Fátima: ¿sólo una tragedia más?

El resultado de no tener un marco legal de verdad es un país plagado de violencia, temor e inseguridad, en el que mandan los abusivos, los mafiosos, los delincuentes

Se llamaba Fátima. Estudiaba la preparatoria en La Salle, Campus Condesa, Ciudad de México. Tenía 15 años de edad. Su vida terminó el viernes por la mañana: después de arrebatársela a su padre, la asesinaron. Su muerte es una dolorosísima tragedia. Es tan desgarradora que uno pensaría que este tipo de cosas no suceden seguido. Sin embargo, en México, lo que le ocurrió a Fátima es ordinario.
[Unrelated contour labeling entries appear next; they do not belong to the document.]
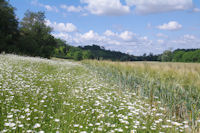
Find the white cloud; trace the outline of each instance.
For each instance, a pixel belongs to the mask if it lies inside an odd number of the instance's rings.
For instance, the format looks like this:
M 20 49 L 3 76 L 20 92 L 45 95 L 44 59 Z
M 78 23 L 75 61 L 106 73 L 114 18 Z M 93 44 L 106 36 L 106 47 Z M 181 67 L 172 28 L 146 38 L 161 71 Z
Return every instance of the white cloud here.
M 168 36 L 163 34 L 163 33 L 157 33 L 156 36 L 157 37 L 162 37 L 162 38 L 168 38 Z
M 163 25 L 157 26 L 158 29 L 160 30 L 179 30 L 182 28 L 182 25 L 179 24 L 176 21 L 170 21 L 168 23 L 165 23 Z
M 75 32 L 77 28 L 72 23 L 57 23 L 46 20 L 46 25 L 52 27 L 55 31 L 59 32 Z
M 133 32 L 130 32 L 130 31 L 124 31 L 122 32 L 119 37 L 121 39 L 123 39 L 124 41 L 132 41 L 133 40 L 133 36 L 135 34 Z
M 55 6 L 50 6 L 50 5 L 42 5 L 40 4 L 42 7 L 44 7 L 47 11 L 55 11 L 55 12 L 58 12 L 58 9 L 57 7 Z
M 112 32 L 111 30 L 106 30 L 104 32 L 104 35 L 106 35 L 106 36 L 116 36 L 116 33 Z
M 126 3 L 135 6 L 135 12 L 138 14 L 186 10 L 193 7 L 192 0 L 126 0 Z
M 164 40 L 158 39 L 157 42 L 158 42 L 159 44 L 163 44 L 163 43 L 164 43 Z
M 61 5 L 60 8 L 65 9 L 68 12 L 81 12 L 83 11 L 83 8 L 81 6 L 73 6 L 73 5 Z
M 122 5 L 120 0 L 81 0 L 86 3 L 90 13 L 105 16 L 120 16 L 130 13 L 130 8 Z
M 54 11 L 54 12 L 59 12 L 58 8 L 56 6 L 51 6 L 51 5 L 45 5 L 42 3 L 39 3 L 38 0 L 32 0 L 31 4 L 34 6 L 40 6 L 45 8 L 47 11 Z
M 184 39 L 188 39 L 188 40 L 195 40 L 196 37 L 194 35 L 190 35 L 190 34 L 186 34 L 183 36 Z
M 139 36 L 131 31 L 113 32 L 106 30 L 99 34 L 93 30 L 85 33 L 54 33 L 55 37 L 66 40 L 74 46 L 84 46 L 97 44 L 106 49 L 121 51 L 133 55 L 143 55 L 144 53 L 160 54 L 169 48 L 199 48 L 200 39 L 194 35 L 186 34 L 175 39 L 150 40 L 147 36 Z M 122 37 L 123 36 L 123 37 Z M 127 41 L 128 40 L 128 41 Z
M 199 8 L 193 8 L 193 12 L 200 12 Z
Nuestro país es una larga, ininterrumpida y aterradora pesadilla; en cualquier momento, en cualquier lugar, uno puede encontrar la muerte a manos de criminales que disparan por un celular, o que acuchillan por una cartera. La muerte también nos puede sorprender cuando un vecino se enfurece porque estacionamos nuestro auto frente a su casa, en la vía pública, o al quedar atrapados en medio de un fuego cruzado entre autoridades y criminales o entre criminales, o por una venganza. Etcétera.
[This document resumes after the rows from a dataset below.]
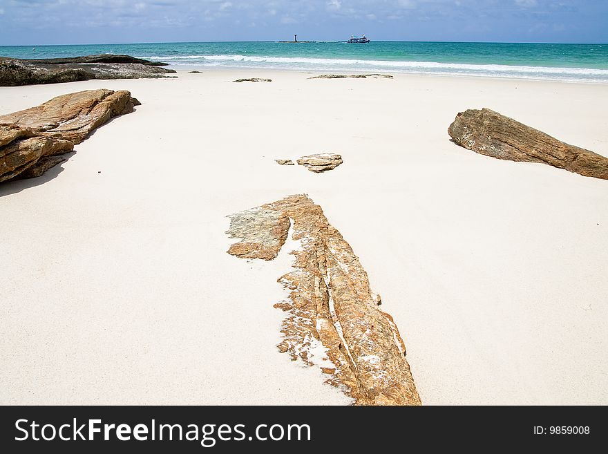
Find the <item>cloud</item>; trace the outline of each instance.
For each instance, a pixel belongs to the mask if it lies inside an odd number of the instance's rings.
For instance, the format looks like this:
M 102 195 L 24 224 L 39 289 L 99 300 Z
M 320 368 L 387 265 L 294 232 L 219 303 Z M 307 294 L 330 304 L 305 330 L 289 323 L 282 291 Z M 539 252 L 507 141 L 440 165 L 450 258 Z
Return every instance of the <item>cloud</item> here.
M 339 10 L 342 8 L 342 2 L 340 0 L 330 0 L 327 2 L 327 8 L 330 10 Z
M 535 6 L 538 6 L 538 1 L 537 0 L 515 0 L 515 2 L 517 6 L 521 6 L 522 8 L 534 8 Z
M 0 42 L 265 40 L 294 23 L 307 39 L 605 42 L 606 17 L 607 0 L 0 0 Z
Todo esto, y las muchas agresiones que, sin llegar a la privación de la vida necesariamente, padecen millones de mexicanos año con año, son producto de, al menos, tres factores: 1) nuestra pobre capacidad para concebirnos como iguales: no entendemos que los derechos, patrimonio, espacio personal, etcétera, del vecino, o del desconocido que nos topamos en la calle, son tan valiosos como los nuestros; 2) la debilidad de las autoridades, las cuales no hacen valer la ley, es decir, el país está sepultado en el fango de la impunidad y 3) la combinación de las dos variables anteriores: si no hay ley y no nos respetamos (deberíamos respetarnos incluso sin ley de por medio), estamos entonces “a merced” los unos de los otros y, si alguien quiere hacernos daño de la forma que sea y por la razón que sea, sólo es cuestión de que se anime a hacerlo y seremos su víctima: la ley no va a disuadir a ese alguien de agredirnos; es prácticamente inexistente.
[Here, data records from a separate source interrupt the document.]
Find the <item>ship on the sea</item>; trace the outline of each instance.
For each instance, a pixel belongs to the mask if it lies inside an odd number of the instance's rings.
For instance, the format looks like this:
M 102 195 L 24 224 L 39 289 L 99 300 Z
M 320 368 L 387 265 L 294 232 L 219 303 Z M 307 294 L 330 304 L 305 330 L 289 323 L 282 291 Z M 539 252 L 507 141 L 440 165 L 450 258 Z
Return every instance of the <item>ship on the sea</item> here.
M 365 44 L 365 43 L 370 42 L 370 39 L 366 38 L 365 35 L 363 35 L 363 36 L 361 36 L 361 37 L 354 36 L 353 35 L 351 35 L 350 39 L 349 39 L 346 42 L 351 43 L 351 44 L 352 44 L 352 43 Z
Seamos claros: el resultado de no tener un marco legal de verdad es un país plagado de violencia, temor e inseguridad, en el que mandan los abusivos, los mafiosos, los delincuentes; un país en el que sí hay “autoridades” y “gobierno”, los cuales nos cuestan una fortuna, pero que no hacen su trabajo a plenitud, que se corrompen y que, inclusive, ellos mismos constituyen la delincuencia (la falta de autoridades serias es causa y consecuencia de la impunidad).

En todo país hay personas abusivas, es cierto. Hay también individuos dispuestos a matar a la menor provocación, violar, extorsionar, etcétera. Pero es una cuestión de grados: ahí en donde la ley no es sólida, estos problemas se exacerban y se vuelven crónicos y muy costosos. Justo así estamos nosotros.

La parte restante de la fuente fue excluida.